! Video in English coming at a later date

2022

Aplauze pentru poet • Ion Minulescu

Poezii: “Epilog sentimental”, “Ultima oră”, “Romanța tineretii”, “Ploaia Sfântului Ilie”, “Acuarela”, “Peisaj umed”, “Cântecul nebunului”, “Păpuşa automată”, “Celei care pleaca”, “Romanța celor 3 romanțe”, “Romanța retrospectiva”, “Romanța meschină”, “Sinuciderea unui anonim”, “Fetiţa din Făgădău”
Recită actorii Victor Rebengiuc, Rodica Mandache, Mihai Mălaimare
Filmări realizate în noiembrie 2021, la Sala ArCuB Bucureşti

Ion Minulescu

b. 6 January 1881, Bucharest – d. 11 April 1944, Bucharest

poet, prose writer

Ion Minulescu started to write while still in lycée, publishing under the penname I. M. Nirvan a number of poems and diary entries. Ballads for Later, his first and without a doubt most successful collection of poems, was published in 1908. In it we find a poet already at the height of his powers, and strongly under the influence of Symbolism.

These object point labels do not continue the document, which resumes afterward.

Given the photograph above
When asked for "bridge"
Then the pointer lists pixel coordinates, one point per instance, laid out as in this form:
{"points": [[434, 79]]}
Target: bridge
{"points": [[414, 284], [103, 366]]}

Close to Dimitrie Anghel, another leading Romanian Symbolist poet, Minulescu explores the realms of the ballad and chansonette, forms that were highly popular in the interbellum. The lyrical post that Minulescu struck was in full agreement with the audience he was addressing, whence the great popularity of his poems in the first half of the century, particularly among women readers.

A connoisseur of French Symbolism, Minulescu successfully adapts the manner of the Parisian café to the milieu of Bucharest, providing a lyrical image of the belle-époque familiar to Romanian readers of the time.

Unlike George Bacovia, whose collections of symbolist poetry made virtually no impact when they were first published, Minulescu was a resounding success from the very start, although Bacovia was to eclipse him posthumously. Both poets wrote about similar themes and had similar literary roots, but they could not be more different, lying at opposite ends of the symbolist spectrum. Where Bacovia sees grey, garish colours, sickness, which he describes in an anguished manner, Minulescu is ironic, ludic, almost a parody of Bacovia, although obviously this was not the intention.

Minulescu’s prose work is of negligible interest and has as little impact today as it did at the time. A number of fantastical short stories are still worth reading, but the main interest of his work is undoubtedly to be found in his first collection and the later Talking to Myself (1913) and Confessions (1927), which preserve the same tone.